あとは検証からスキルアップへシフトチェンジして、成功率を高めることでだいぶ現実味を帯びるのではないか。
急に自分の手に、今僕が有している特殊な能力の根源となった器が舞い降りるイメージが湧く。
まったく考えていなかっただけに、少しの戸惑いと少しのドキドキワクワクする感じ。
ミアは健気なまでにテレポートの訓練を重ねた。
時間がかかりつつも、口に含んだアメ玉を残してテレポートすることに成功したことを皮切りに、少しずつハードルを越えていく。
あえて飲み込んだアメ玉を残したり、それをリンで試したり、僕が体内を見る訓練を始めたり、指輪を通じて視覚情報を伝えたりと、姉の考えた器取り出し作戦の実施に向けて着実に進んでいった。

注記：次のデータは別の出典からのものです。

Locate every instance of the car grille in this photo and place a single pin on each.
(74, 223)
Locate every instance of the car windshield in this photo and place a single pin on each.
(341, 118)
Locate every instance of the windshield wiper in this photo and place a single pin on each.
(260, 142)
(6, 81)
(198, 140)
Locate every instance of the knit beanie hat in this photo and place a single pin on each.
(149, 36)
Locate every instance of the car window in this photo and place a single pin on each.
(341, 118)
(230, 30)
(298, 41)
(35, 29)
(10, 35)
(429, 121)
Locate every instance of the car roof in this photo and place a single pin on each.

訓練から一ヶ月も経った頃、これならいけるかもしれないと思うレベルに到達していた。
そうそう。
この作戦を実行に移す前に僕はリンと話をした。
乗り気ではない理由についてだ。
聞けば、現実味を増してからも引っかかりはあるのだという。
理由はいくつかあった。
まず、成功したとして本当にユウキの健康面に支障を来さないのか、という懸念。
たしかにそうだ。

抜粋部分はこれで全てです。